For many years, California has been cruising toward 100 percent clean energy. As a Richmond city councilmember, it’s my obligation to demand the Chevron oil refinery here clean up its act. It’s also on me to welcome the clean jobs that will replace Chevron once the corporation inevitably shutters its refinery here.
Contra Costa County has some of the largest oil refineries in the world. For years, advocates have urged stronger oversight of refineries like Chevron and PBF to curb the relentless pollution these facilities spew into our neighborhoods. I stand with them in their call to transition to a healthier, future-proof economy that doesn’t make our loved ones sick. Living in the shadow of massive refineries, breathing in some of the most polluted air in the country, we also represent the frontlines in the global climate change fight.

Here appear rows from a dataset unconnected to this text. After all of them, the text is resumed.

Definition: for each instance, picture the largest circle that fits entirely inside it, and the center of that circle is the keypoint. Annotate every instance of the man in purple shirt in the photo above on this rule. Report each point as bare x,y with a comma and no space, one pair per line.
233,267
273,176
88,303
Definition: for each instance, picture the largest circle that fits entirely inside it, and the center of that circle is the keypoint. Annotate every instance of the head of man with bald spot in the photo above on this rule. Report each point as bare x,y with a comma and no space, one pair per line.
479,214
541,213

Just last Thursday, there was a flaring incident at the refinery, sending plumes of smoke into the air and put residents on edge.
There must be a change.
The cat cracker rule relates to cat cracker refinery units, the single largest stationary source of dangerous PM2.5 particles that trigger a number of deadly heart and lung impacts for residents here. Worse yet, there’s a strong link between exposure to these particles and COVID mortality rates, and this toxic pollution falls hardest on Black and Latino residents in our community. Unlike COVID, we can’t get vaccinated to protect ourselves against Big Oil. That’s why residents here depend on agencies like BAAQMD to stand up for our right to breathe clean air.

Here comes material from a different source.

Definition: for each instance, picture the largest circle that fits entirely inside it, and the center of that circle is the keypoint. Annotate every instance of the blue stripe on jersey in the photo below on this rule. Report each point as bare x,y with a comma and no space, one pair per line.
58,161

When it comes to the cat cracker rule, the oil industry is running scared. They could adapt and embrace clean energy and its proven job creation potential —for the benefit of all Californians— but instead, they are digging in their heels to delay the inevitable. Who can forget when our skies turned orange last year due to raging wildfires fueled by a changing climate? Last year’s brutal collision of COVID and wildfires was a painful illustration that we need to chart a healthier course.
We know we can’t go back to how things were pre-pandemic. But the Western States Petroleum Association opposes the cat cracker rule and is using their massive war chest to lobby for weaker air quality standards
Truth be told, Richmond is caught in a toxic relationship with Chevron. Chevron’s pollution causes 5.1 to 11.6 premature deaths each year, with total health impacts of upwards of $100 million each year. BAAQMD research also shows the plume from cat cracker units is most concentrated in Richmond and Martinez yet extends down to Oakland, up to Vallejo, and east to Pittsburg, meaning an estimated one million Bay Area residents breathe in their pollution. This is a regional problem.
As COVID recovery progresses, the air district must implement a strong cat cracker rule, which would curb pollution from these units by almost three-quarters by tapping existing technology already used with most cat cracker units nationwide. For the Chevron refinery alone, this would generate $12 to $27 million in annual community health benefits.
This is a no-brainer. Join me in calling on the air district to adopt the most stringent cat cracker rule at their June 2 meeting.
Eduardo Martinez is a member of the City Council in Richmond, CA.